This latter research is not only supportive of Jesus’ warning on anger. It is also sheds light on the divisive antagonism that is such a problem in our society today.

In conclusion, a few more not quite random thoughts binding psalm and gospel, evolution and destiny.

First, evolution makes certain behaviors necessary for animals and also necessary for stages in the evolution of human society. But there comes a time when those behaviors become counterproductive. Today, if civilization is to survive, we need a major influx of worship and wisdom. We need to rebuild civilization on the teachings of Jesus. We need to discover the beautiful wholeness of righteousness.

Second, the roaring of the sea is celebrated in Psalm 96 as a magnificent expression of the Creator’s power manifest in the creation. But the roaring of neurons in the brain is not only a natural phenomenon with its evolutionary functions. It can also be a failure of self-mastery.

Third, God promised to give Moses rest. And we can also turn to Jesus for rest. As he said, “Come to me all you who labor and are heavy laden, and I will give you rest.” When we are rested, we are less likely to get angry, more likely to be able to love the Creator and our fellow siblings during this time of trial on our planet.

Fourth, consider the image of the trees of the forest singing for joy. Modern analysis considers this to be an imaginative projection of human feelings onto nature that has no such feelings. But look again. Is there not an expressiveness in nature? And is it not possible that the Creator expresses himself through the moods of nature?

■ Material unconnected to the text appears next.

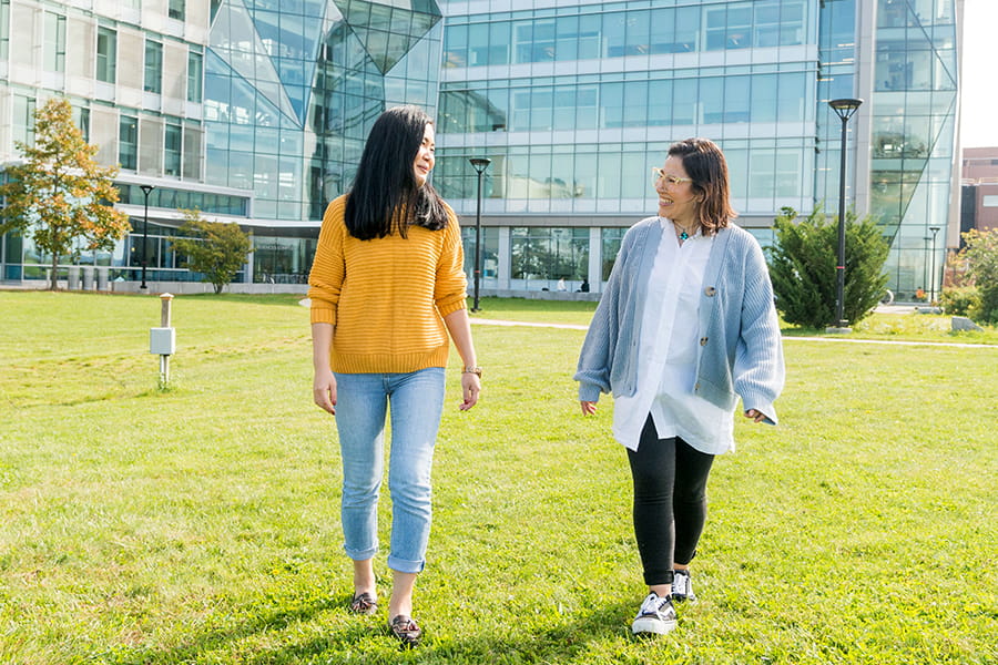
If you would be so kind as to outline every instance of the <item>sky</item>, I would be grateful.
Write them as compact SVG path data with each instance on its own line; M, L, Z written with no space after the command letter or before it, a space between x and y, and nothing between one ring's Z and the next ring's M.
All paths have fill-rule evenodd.
M963 147L998 147L998 0L964 1Z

And last, may it not be that Jesus, the Son one with the Father, intimately knows the feelings of the Creator, so that Jesus can understand the roaring of human emotion and how the brain supports joyful singing in those who worship in spirit and in truth? And may it not be that Jesus knows the end from the beginning, the process of cosmic and planetary evolution from its origin to its destiny, and that he is leading us even now to follow him through every trial toward the time when our prayer will be fully answered? Your kingdom come—your will be done on earth as it is in heaven.